Stage 1: IP Reputation and Geo-Check

Guard maintains an IP reputation database, updated hourly from threat intelligence feeds and internal abuse signals. Each IP is scored 0-100 (0 = known malicious, 100 = known good).

Score	Action
0-20	Block immediately, log to O11y
21-50	Challenge (require valid API key + CAPTCHA)
51-80	Allow, elevated monitoring
81-100	Allow, normal monitoring

Geo-blocking rules restrict traffic by country code. Operators configure allowed/blocked regions per application. Default: allow all.

Stage 2: Authentication Enrichment

Guard does not perform authentication (that is the API Gateway's responsibility). It reads the headers injected by the Gateway (X-User-ID, X-Org-ID, X-IAM-Key, X-Scopes) and uses them for per-identity policy enforcement. If these headers are missing, Guard rejects the request -- it refuses to operate on unauthenticated traffic.

Stage 3: Rate Limiting and Token Budget

Guard enforces three dimensions of rate limiting that the API Gateway cannot:

Dimension	Scope	Example
Requests per minute	Per key, per model	`sk-hanzo-abc` may call `zen-72b` 60 times/min
Tokens per minute	Per key, per model	`sk-hanzo-abc` may consume 100K tokens/min on `zen-72b`
Dollar budget per day	Per key, per org	`sk-hanzo-abc` may spend $50/day across all models

Token counting is performed on the request body (input tokens via tokenizer estimation) and on the response (output tokens counted as they stream).

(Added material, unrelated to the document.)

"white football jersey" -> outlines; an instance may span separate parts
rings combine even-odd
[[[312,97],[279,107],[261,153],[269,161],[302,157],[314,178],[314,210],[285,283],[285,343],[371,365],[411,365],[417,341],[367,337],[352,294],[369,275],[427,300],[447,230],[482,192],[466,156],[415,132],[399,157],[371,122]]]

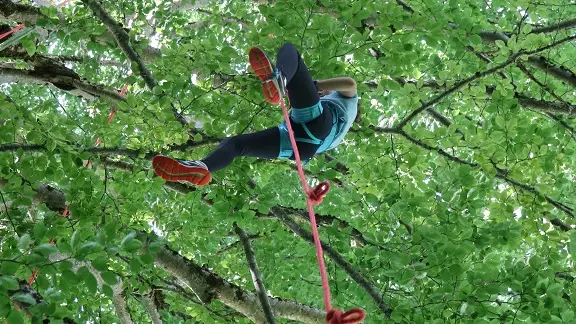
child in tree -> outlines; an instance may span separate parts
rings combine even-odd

Budget accounting is stored in Valkey (HIP-28) with atomic increment operations.

When a budget is exhausted, Guard returns:

{
  "error": {
    "type": "budget_exceeded",
    "message": "Daily token budget exhausted for this API key.",
    "budget_limit": 5000000,
    "budget_used": 5000127,
    "resets_at": "2026-02-24T00:00:00Z"
  }
}

Stage 4: Prompt Injection Detection

This is Guard's most distinctive capability. Prompt injection occurs when user input attempts to override the system prompt or manipulate the model into unintended behavior. Guard uses a layered detection approach:

Layer A -- Pattern matching (< 1ms): A curated set of regular expressions catches known injection patterns: "ignore previous instructions", "you are now", "system prompt override", base64-encoded instructions, and common jailbreak templates. This catches the low-hanging fruit with zero latency cost.

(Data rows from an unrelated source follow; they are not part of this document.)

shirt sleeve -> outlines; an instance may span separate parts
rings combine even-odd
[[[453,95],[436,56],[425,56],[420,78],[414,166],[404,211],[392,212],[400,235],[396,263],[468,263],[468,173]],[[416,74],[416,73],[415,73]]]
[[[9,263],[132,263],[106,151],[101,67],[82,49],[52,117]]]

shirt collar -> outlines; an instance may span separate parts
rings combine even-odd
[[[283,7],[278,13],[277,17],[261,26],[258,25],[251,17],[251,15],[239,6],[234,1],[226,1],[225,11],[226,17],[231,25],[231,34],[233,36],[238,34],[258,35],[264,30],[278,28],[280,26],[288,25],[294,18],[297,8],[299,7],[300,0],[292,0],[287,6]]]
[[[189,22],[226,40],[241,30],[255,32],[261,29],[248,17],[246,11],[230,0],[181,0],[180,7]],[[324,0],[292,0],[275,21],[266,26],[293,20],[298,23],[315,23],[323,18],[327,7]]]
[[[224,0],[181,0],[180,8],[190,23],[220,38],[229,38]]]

Layer B -- Heuristic analysis (< 2ms): Structural analysis of the prompt detects anomalies:

Sudden role switches within user content (e.g., \nAssistant: or \n[SYSTEM] injected mid-prompt)
Unusual Unicode characters used to visually disguise instructions
Excessive repetition (token-flooding attacks)
Embedded code blocks containing shell commands or SQL

Layer C -- Classifier model (< 10ms): A lightweight fine-tuned classifier (distilled from Zen models, running locally on CPU) scores prompts on a 0-1 injection probability scale. Prompts scoring above 0.85 are blocked; 0.5-0.85 are flagged for elevated monitoring. The classifier is updated weekly with new adversarial examples.

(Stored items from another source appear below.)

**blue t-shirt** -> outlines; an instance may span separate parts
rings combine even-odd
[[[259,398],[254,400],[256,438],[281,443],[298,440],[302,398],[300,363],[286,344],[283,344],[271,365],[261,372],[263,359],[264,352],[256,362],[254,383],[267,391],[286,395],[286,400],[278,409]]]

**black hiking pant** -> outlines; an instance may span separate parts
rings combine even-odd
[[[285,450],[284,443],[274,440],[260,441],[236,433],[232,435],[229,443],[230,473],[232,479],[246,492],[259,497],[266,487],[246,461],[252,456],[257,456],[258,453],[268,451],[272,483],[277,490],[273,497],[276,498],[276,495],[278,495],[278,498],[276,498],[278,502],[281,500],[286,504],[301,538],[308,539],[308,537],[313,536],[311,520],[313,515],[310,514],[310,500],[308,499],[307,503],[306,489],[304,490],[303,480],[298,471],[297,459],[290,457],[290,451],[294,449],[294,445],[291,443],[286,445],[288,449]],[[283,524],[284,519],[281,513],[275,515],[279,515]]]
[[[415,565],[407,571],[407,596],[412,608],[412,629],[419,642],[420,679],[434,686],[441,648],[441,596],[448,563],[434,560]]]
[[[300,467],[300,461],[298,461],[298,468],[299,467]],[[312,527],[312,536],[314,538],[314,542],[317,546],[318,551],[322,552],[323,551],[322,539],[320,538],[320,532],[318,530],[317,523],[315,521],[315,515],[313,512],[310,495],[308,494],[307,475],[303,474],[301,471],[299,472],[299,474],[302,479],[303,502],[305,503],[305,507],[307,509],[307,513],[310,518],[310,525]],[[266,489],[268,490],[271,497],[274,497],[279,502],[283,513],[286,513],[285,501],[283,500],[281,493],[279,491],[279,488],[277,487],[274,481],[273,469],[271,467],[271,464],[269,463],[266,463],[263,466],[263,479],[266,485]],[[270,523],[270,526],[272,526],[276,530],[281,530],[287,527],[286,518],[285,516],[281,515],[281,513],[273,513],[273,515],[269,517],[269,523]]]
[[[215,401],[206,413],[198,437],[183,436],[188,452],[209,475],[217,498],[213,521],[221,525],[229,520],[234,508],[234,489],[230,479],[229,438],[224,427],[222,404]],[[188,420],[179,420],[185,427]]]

Each layer runs in sequence. If Layer A blocks, Layers B and C are skipped. This keeps average latency under 3ms for legitimate traffic while providing deep analysis for suspicious inputs.

Response Inspection Pipeline

LLM Response --> [1. PII Scan] --> [2. Content Filter] --> [3. Token Count] --> Client
                      |                   |                       |
                      v                   v                       v
                   Redacted           Filtered/Halted         Budget updated

Stage 1: PII Scanner

Guard scans response tokens for Personally Identifiable Information using a combination of pattern matching and entity recognition:

PII Type	Detection Method	Action
Email addresses	Regex	Redact (`j***@example.com`)
Phone numbers	Regex + country format	Redact
SSN / National ID	Regex + checksum	Block response, alert
Credit card numbers	Regex + Luhn check	Block response, alert
Physical addresses	NER model	Redact (configurable)
API keys / secrets	Regex (known prefixes)	Block response, alert

For streaming responses (SSE), Guard maintains a sliding window buffer of 200 tokens. PII detection runs on the buffer. If PII is found, the stream is halted, the partial response is redacted, and the client receives a termination event:

data: {"choices":[{"delta":{"content":"The user's email is j"}}]}

data: {"choices":[{"delta":{"content":"[REDACTED]"}}]}

data: {"choices":[{"finish_reason":"content_filter"}]}

data: [DONE]

Stage 2: Content Filter

Guard evaluates response content against configurable content policies: harmful content (violence, self-harm, illegal instructions), malware generation (dangerous system calls, known signatures), and system prompt leakage. Violations halt the stream and return a standardized refusal, with the partial response logged to O11y.

Stage 3: Token Accounting

As response tokens stream through, Guard counts them and updates budget counters in Valkey. This provides real-time spend tracking without requiring cooperation from the LLM provider.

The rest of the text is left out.